The savage attack by three dogs against a 63-year-old rural Ashton woman on April 21 again raises the question, How can such attacks be prevented in the future?
The woman, Aneda Ebert, is at home recovering from severe injuries to her neck, shoulder, arms, and leg. She spent 4 days in the hospital and underwent surgery to repair the wounds.
Ebert told a reporter: “I’m mauled. I’m just a mess. I have stitches everywhere.”
The injuries were inflicted by two pit bulls and a smaller brown dog. They ran out from a neighbor’s yard as she was jogging past on the road, bit her on the elbows, knocked her down, and bit her neck. Ebert protected her face, but the dogs became more vicious and began dragging her.
“I can’t believe the grip they had,” Ebert said. “There was nothing I could do.”
The only reason Ebert survived is that her husband, Larry, was riding his bicycle some distance down the road, witnessed the attack, furiously pedaled to her side, and scared the dogs away.
The Ogle County animal control office impounded the dogs and, with the owner’s consent, euthanized them.
But the owner has not been charged, even though, according to Ebert, a neighbor had reported that the dogs were running at large more than once.
Loose dogs running in a pack, had there been four or more, could have triggered a state law enacted in 2007 that was sponsored by two Sauk Valley legislators, state Reps. Jerry Mitchell and Mike Boland, who have since retired.
Their law addressed the mauling by four dogs of a 14-year-old Erie girl, Lydia Chaplin, in January 2005. She was walking on a rural road when the dogs, which had been allowed to run loose by their owner, attacked her and left her so badly injured that she died of hypothermia.
Lydia’s Law created the designation of a “potentially dangerous dog,” which is defined as a dog seen running unsupervised with three or more other dogs. In that case, animal control wardens are empowered to capture and impound the animals and release them only if the dog owner has them sterilized.
But the dog pack that viciously attacked Ebert was one dog short of the minimum number required by Lydia’s Law to trigger action under the “potentially dangerous dog” designation.
Perhaps that law needs to be made tougher, now that we have proof that three dogs running loose in a pack also pose a danger – knowledge gained at great pain and suffering to Ebert.
What about if two dogs are running loose? Might they also be “potentially dangerous”?
And what about the owner of dogs that are allowed to run loose, only to attack someone?
Victims have the option to file a civil lawsuit, which is the major sanction they can take against the owner.
In the case of Chaplin and Ebert, the attacking dogs were euthanized by county animal control authorities.
Is that enough?
Should owners of dogs that brutally attack people be charged with a crime?
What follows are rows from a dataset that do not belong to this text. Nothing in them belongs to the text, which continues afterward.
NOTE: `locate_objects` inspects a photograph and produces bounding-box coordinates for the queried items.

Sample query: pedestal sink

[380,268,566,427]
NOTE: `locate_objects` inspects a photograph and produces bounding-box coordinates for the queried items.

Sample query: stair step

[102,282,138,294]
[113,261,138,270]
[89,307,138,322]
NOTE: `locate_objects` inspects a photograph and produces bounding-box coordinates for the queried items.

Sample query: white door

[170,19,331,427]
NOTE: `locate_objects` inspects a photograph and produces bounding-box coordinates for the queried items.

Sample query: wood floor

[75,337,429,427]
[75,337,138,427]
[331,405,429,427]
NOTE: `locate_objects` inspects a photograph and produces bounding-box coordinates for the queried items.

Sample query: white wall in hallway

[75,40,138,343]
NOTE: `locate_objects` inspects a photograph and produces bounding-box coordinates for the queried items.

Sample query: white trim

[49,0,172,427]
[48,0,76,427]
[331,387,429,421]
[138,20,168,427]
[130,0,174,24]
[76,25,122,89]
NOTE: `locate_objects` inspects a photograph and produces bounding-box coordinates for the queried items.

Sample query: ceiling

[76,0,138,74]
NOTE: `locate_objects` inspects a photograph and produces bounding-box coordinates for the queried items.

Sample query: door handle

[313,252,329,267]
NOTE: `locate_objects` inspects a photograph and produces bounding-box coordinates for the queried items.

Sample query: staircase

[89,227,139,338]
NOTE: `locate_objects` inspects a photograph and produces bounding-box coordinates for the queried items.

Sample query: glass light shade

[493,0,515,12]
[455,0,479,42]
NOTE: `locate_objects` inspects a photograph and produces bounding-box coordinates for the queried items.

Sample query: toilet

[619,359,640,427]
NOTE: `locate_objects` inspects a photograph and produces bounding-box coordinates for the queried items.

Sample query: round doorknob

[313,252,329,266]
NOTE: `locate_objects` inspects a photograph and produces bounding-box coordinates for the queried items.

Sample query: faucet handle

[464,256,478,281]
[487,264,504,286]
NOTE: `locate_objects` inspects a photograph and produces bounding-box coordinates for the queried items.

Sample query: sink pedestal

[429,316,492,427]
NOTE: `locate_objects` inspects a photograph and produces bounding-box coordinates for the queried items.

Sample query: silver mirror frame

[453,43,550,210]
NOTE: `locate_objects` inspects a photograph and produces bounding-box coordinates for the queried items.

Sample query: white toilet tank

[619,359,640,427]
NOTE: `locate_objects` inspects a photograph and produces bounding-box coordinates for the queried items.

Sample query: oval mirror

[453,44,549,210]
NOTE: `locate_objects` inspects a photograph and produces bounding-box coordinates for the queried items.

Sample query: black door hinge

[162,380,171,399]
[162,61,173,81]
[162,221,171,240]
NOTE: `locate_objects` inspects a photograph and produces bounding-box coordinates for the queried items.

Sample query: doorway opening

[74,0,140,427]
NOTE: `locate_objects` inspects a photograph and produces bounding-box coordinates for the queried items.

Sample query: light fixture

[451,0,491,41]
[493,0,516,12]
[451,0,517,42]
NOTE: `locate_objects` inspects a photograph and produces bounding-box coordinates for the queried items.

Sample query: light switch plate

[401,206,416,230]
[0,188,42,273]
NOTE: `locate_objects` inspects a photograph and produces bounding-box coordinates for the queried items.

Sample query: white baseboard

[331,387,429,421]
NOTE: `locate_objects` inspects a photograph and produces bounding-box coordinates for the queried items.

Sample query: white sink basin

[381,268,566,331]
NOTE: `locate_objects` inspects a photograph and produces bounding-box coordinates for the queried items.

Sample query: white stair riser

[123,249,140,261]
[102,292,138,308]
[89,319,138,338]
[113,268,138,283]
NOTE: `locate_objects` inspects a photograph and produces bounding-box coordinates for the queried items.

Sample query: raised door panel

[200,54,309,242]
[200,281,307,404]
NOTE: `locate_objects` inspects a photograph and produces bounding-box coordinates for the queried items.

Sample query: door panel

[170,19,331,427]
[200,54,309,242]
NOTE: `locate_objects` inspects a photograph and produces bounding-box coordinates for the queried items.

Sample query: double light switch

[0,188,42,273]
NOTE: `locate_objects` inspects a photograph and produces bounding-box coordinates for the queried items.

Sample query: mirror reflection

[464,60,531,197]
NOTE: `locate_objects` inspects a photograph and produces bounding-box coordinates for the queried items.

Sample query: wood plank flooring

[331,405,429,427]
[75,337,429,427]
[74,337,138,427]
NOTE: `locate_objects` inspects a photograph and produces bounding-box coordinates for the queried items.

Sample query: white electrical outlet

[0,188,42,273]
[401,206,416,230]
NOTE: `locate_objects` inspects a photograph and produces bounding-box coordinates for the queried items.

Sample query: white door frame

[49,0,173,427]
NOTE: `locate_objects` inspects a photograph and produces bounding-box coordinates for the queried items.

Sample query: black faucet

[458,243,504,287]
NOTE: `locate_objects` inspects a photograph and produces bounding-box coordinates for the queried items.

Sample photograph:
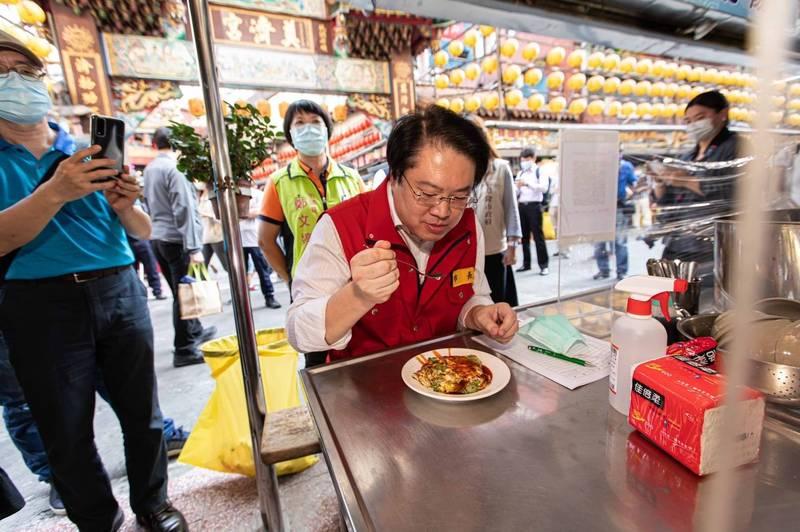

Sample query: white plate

[400,347,511,401]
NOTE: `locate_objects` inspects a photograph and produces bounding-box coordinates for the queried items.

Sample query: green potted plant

[168,102,283,218]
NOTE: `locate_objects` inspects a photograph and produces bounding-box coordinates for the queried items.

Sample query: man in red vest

[287,106,518,360]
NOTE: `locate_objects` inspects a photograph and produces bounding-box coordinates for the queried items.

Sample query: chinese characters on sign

[391,50,415,118]
[52,4,112,115]
[211,6,330,54]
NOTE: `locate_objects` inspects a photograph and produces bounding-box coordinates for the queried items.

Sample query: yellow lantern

[522,42,541,61]
[586,76,606,92]
[567,72,586,91]
[547,70,564,90]
[256,100,272,116]
[675,65,692,81]
[503,65,522,85]
[636,102,653,117]
[567,49,586,68]
[633,81,653,96]
[603,76,622,94]
[528,93,544,113]
[619,102,636,117]
[464,96,481,113]
[506,89,522,108]
[481,55,497,74]
[500,39,519,57]
[447,41,464,57]
[450,68,467,87]
[619,79,636,96]
[586,100,606,116]
[636,58,653,76]
[547,46,567,66]
[606,100,622,116]
[186,98,205,118]
[603,54,622,72]
[547,96,567,113]
[483,92,500,111]
[586,52,606,70]
[617,56,636,74]
[650,81,667,98]
[568,98,588,116]
[650,59,667,78]
[525,68,543,86]
[17,0,47,24]
[686,67,706,82]
[459,29,480,48]
[464,63,481,80]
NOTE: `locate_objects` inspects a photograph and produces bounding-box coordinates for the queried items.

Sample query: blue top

[617,159,636,201]
[0,123,133,280]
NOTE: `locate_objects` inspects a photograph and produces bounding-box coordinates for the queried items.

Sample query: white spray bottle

[608,275,689,416]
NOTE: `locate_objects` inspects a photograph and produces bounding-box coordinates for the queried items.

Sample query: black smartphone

[90,115,125,181]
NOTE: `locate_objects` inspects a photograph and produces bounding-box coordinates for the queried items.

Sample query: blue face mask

[290,124,328,157]
[0,72,51,124]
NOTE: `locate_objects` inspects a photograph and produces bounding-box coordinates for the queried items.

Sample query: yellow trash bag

[178,328,319,477]
[542,212,556,240]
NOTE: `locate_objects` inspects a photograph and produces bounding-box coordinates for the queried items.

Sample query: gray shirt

[144,152,203,252]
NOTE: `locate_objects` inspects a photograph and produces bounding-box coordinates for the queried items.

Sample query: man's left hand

[467,303,519,344]
[104,166,142,213]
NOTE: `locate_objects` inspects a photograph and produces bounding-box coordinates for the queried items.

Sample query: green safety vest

[270,159,362,276]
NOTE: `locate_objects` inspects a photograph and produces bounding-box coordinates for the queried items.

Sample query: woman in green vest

[259,100,364,283]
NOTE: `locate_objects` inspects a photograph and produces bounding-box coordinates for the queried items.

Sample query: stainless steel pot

[714,209,800,310]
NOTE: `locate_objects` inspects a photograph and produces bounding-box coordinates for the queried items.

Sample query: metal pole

[189,0,284,531]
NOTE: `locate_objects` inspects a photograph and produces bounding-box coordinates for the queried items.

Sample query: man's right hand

[350,240,400,306]
[42,146,119,203]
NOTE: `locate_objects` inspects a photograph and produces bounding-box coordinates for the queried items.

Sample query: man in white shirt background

[516,147,550,275]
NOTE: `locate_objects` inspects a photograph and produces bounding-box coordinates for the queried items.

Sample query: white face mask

[686,118,715,143]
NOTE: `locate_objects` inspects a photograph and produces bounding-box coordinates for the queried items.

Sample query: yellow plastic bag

[178,328,319,477]
[542,212,556,240]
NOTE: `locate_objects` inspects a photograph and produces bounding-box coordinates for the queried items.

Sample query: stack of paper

[475,335,611,390]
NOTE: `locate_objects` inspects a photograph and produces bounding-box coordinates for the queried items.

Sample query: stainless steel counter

[303,326,800,531]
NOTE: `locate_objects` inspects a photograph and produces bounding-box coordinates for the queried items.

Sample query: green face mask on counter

[518,314,586,355]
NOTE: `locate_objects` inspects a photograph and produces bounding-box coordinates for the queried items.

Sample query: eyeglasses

[401,176,476,211]
[0,63,45,81]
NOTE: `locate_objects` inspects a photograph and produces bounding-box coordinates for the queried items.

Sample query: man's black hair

[283,100,333,146]
[153,127,172,150]
[686,91,729,113]
[386,105,490,187]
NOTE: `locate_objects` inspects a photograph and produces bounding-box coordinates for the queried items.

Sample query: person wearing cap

[0,33,186,531]
[286,105,518,360]
[650,91,742,272]
[259,100,364,366]
[516,147,550,275]
[144,127,217,368]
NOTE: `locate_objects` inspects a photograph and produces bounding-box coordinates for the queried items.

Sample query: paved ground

[0,241,661,530]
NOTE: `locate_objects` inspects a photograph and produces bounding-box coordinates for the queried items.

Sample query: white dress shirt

[517,166,549,203]
[286,185,493,353]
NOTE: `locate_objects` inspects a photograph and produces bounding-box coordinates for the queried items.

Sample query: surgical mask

[686,118,714,143]
[290,124,328,157]
[0,72,51,124]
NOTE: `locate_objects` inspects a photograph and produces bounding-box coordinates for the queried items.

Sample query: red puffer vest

[327,179,477,360]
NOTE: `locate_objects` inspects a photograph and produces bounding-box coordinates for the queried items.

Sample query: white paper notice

[558,129,619,246]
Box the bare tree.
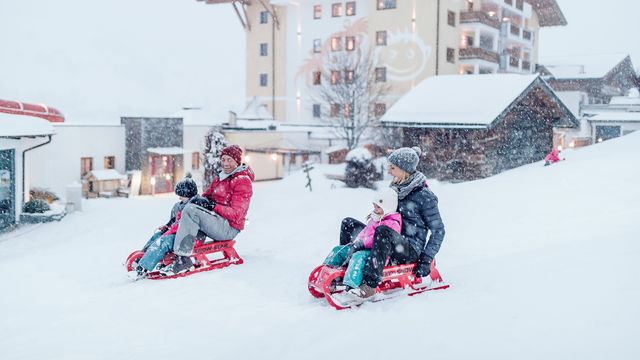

Should the same owners lose the privilege of owning a dog because they failed to exert proper control over their dogs in the past?
Should leash laws be extended to rural areas? After all, if it’s not a good idea to allow dogs to run free in a city, shouldn’t the same be true for the country?
Responsible dog owners are not the issue here. Their rights should not be infringed upon.
But irresponsible dog owners are another story.
Elected officials, authorities and the public need to address problems created by those dog owners and do more to prevent such horrific attacks.